Other Non-Accounting Businesses
Infact the lessons from these can be applied to any business really not just a firm of accountants, and can be boiled down to 3 simple points – all beginning with the latter I to keep nice and simple, and all showing a different aspect of that ever-so-important ‘paperwork’ to get the instruction and service right from the start.
1. The Instruction
That very first confirmation in writing with the local business to instruct them to carry out whatever you want them to do. The golden rule is for it to be in writing, and as clear as possible. And remember that it’s the quality of the information that’s important rather than the style or even format of information – so an email referring to the correct points is more effective than a lengthy headed-paper letter that misses things.
Make sure you go through the Terms & Conditions both the unique ones you have agreed for your instruction (and clearly detailed) but also those standard T&Cs often in a lengthy small-print somewhere but worth wading through. All it takes is just one change that’s needed for your requirements and you can simply ask to have this noted as an agreed amendment in your written instruction.
It’s also worth taking a step back from all the micro detail and make sure it has logical steps in there – so being clear who supplies what info, for someone to then supply a result or ‘draft’ in whatever times frame and format, for other steps to agree changes and a final version.
2. The Information
Make sure you know who needs what information to get on with the instruction. Typically this will start with the client providing information to the business so they can begin their work, for them to then provide results.
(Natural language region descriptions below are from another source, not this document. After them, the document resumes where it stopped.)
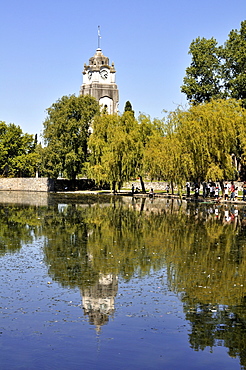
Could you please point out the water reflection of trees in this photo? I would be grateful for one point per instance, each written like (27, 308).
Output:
(202, 247)
(18, 225)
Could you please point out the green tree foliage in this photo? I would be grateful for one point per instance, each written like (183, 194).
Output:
(18, 156)
(112, 145)
(217, 71)
(211, 134)
(66, 134)
(203, 78)
(234, 68)
(116, 146)
(128, 107)
(199, 144)
(166, 157)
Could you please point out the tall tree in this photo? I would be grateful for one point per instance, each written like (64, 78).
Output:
(128, 107)
(234, 68)
(217, 71)
(212, 133)
(203, 77)
(66, 131)
(113, 154)
(17, 152)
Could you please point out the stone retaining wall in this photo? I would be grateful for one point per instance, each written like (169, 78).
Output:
(161, 185)
(26, 184)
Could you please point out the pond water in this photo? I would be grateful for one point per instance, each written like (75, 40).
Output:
(121, 283)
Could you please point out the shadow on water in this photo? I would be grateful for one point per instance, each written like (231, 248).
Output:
(89, 244)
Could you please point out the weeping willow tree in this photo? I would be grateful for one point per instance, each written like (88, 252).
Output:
(116, 148)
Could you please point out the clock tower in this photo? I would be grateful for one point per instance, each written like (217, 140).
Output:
(99, 82)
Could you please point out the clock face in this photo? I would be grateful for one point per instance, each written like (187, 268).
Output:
(104, 73)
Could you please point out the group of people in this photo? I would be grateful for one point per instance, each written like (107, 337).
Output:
(213, 190)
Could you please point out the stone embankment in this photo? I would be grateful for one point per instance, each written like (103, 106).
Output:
(26, 184)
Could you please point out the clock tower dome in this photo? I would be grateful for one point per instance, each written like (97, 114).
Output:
(99, 82)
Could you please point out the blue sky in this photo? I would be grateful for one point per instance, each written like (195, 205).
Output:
(44, 45)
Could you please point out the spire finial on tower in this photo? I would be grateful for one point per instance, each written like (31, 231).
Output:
(99, 36)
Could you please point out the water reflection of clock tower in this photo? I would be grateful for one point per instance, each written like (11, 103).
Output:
(99, 82)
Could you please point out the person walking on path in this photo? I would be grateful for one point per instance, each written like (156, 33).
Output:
(226, 191)
(232, 189)
(244, 191)
(188, 189)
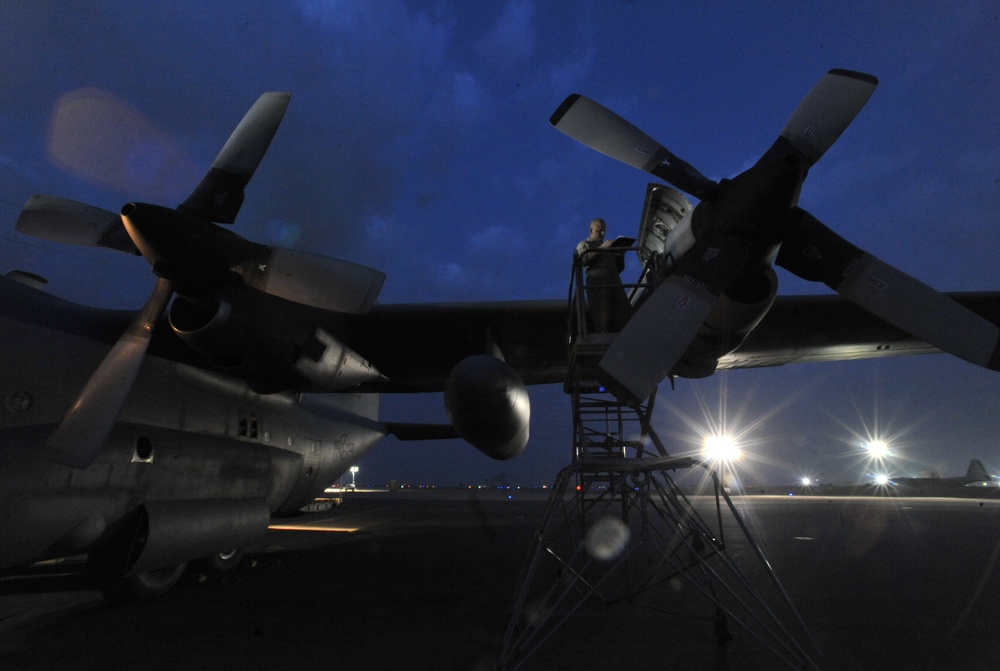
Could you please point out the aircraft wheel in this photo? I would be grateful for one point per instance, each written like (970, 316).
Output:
(141, 585)
(221, 562)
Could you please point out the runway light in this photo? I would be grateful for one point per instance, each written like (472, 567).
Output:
(878, 449)
(721, 448)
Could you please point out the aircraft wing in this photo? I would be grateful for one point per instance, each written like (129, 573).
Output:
(416, 345)
(803, 329)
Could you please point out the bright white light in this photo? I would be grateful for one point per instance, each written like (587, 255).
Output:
(721, 448)
(878, 449)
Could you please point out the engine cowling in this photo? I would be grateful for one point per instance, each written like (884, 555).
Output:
(488, 405)
(207, 328)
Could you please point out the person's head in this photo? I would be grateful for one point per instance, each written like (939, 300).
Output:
(597, 229)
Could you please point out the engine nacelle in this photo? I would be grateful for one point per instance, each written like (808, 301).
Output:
(207, 328)
(164, 533)
(488, 405)
(738, 311)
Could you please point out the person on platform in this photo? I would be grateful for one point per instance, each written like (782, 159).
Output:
(608, 305)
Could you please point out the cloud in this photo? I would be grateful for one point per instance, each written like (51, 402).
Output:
(510, 42)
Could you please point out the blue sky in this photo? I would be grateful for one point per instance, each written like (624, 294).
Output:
(417, 141)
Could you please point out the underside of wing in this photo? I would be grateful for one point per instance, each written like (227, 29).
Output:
(806, 329)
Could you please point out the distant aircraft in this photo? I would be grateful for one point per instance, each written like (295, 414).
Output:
(149, 443)
(976, 477)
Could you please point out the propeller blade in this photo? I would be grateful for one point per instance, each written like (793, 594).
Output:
(67, 221)
(88, 423)
(599, 128)
(814, 252)
(311, 279)
(219, 195)
(825, 112)
(661, 330)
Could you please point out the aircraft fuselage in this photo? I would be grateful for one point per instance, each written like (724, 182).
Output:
(189, 442)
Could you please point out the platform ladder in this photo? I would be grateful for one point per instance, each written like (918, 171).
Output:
(619, 534)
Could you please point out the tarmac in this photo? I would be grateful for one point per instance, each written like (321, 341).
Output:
(427, 579)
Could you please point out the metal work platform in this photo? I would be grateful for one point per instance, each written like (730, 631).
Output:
(620, 536)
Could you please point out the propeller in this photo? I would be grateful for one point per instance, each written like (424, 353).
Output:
(77, 440)
(740, 223)
(194, 257)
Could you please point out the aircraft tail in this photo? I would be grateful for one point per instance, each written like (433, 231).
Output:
(977, 472)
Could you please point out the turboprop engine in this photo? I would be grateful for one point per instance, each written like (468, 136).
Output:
(488, 405)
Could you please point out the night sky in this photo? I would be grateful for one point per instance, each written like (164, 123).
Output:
(417, 141)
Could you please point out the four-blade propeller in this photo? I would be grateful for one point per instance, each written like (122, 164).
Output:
(740, 224)
(196, 258)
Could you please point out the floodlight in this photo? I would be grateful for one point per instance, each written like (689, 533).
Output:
(721, 448)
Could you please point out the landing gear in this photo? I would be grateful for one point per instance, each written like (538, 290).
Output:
(118, 588)
(220, 563)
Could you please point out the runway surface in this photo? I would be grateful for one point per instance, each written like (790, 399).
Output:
(427, 579)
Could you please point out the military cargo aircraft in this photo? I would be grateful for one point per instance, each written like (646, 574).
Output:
(976, 477)
(148, 443)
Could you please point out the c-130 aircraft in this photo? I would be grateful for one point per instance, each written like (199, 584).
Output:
(147, 443)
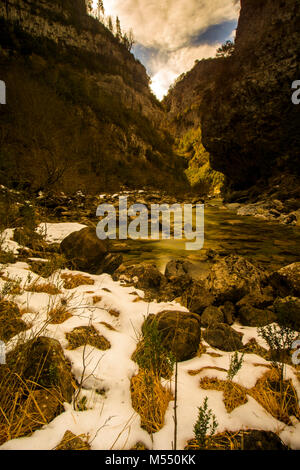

So with an accountant there will be various documentation such as invoices and receipts, bank statements and summaries, and files of related documents – but also things you may take for granted like access to online accounts and whether these are released, and whether the information needs to be hard-copies sent in the post or hand delivered or whether you can simply attach in an email or even give online account details to access as and when.
3. The Invoice
The dreaded part where you have to pay and which seems straight forward, but make sure you understand right from the start how this will be issued. For example, whether there will be VAT added, which will be another 20% automatically on the charge if you’re not VAT registered. Plus, check that there are no others on the way as well, maybe interim ones or added ‘expenses’ or disbursements’.
Even the timing of these need to be understood, whether just one invoice at the end of the work and how long you have to pay it, and whether they will be phased through the job. Therefore don’t rush, get the 3 ‘I’s sorted right at the start of the instruction.
The 3-Prong Attack
After you have the basic terms agreed for your accounting or infact any business need, then don't stop there. Make sure the detailed is irnoned out so it doen't come back to bite later on.
Get the instruction clean, the information supplied, and the invoice issued.